Le cose, però, stanno cambiando: un'indagine estesa in tutta Europa sulle competenze delle nuove generazioni (la ormai famosa indagine PISA - Programme for International Student Assessment) vede un netto recupero del livello di competenze generiche per i ragazzi fino a 16 anni della nostra provincia. I problemi restano, invece, immutati per la fascia 16-64 anni per la quale la soluzione sarebbe un potenziamento dell'offerta di istruzione degli adulti settore che, invece, è stato lasciato deperire e le uniche attività proposte, anche se spesso di alta qualità, sono state solo quelle addestrativo-professionali.
Ma non è solo un problema dei singoli lavoratori, è anche un problema delle aziende perché le prevalenti dimensioni medio piccole delle aziende bergamasche sono un ostacolo agli investimenti in ricerca, innovazione, internazionalizzazione.
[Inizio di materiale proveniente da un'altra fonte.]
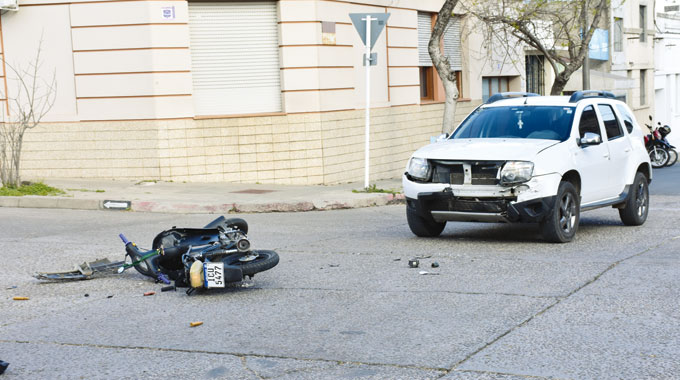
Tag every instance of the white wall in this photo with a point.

Secondo l'OCSE i punti di forza dell'economia bergamasca sono ancora il forte tessuto manifatturiero e, in particolare, l'industria meccanica e la chimica, con i loro sottosettori (prodotti in metallo, macchinari e attrezzature, gomma e plastica, tessile e materiale elettrico), ma sono anche i settori a più veloce innovazione per questo il peso della scarsa competenza culturale è stato così rilevante.
Nel rapporto precedente (2001), oltre alla formazione, l'OCSE puntava il dito anche sulle gravi carenze della rete dei trasporti. Nel rapporto di quest'anno, almeno nella sintesi che è stata distribuita, non si fa più cenno ai trasporti: è vero che qualche passo avanti è stato fatto (quarta corsia della A4, Seriate-Trescore, Dalmine-Villa d'Almè) ma è altrettanto vero che resta gravissima la condizione dei pendolari sulla linea ferroviaria e ancora insoddisfacenti i collegamenti con l'aeroporto, con Treviglio e con le Valli, per non parlare della grave situazione del trasporto pubblico locale.
Tra le ricette, l'OCSE indica la capacità di "fare squadra", cioè di collaborare tra imprese private e istituzioni pubbliche (Università, Enti Locali) e tra parti sociali per la realizzazione di progetti di "governance territoriale" e innovazione. Su questi terreni, importanti accordi sono stati raggiunti in passato: basta pensare al "Progetto Valle Seriana" o al "Modello Bergamo" ma gli effetti sono stati davvero scarsi. Un'istituzione decisiva come la Regione ha sempre guardato con diffidenza a tutto ciò che non proveniva dal proprio gruppo di potere e, troppo spesso, i finanziamenti regionali sono stati dispersi in mille rivoli o, peggio, utilizzati per meschine operazioni di consenso elettorale. La strada è ancora lunga, quindi, basti pensare che in uno degli organismi chiave della "governance territoriale", cioè la Camera di Commercio, quelli che per l'OCSE sono i settori trainanti e decisivi dell'economia (industria manifatturiera), non trovano spazio di rappresentanza, se non marginale e simbolica.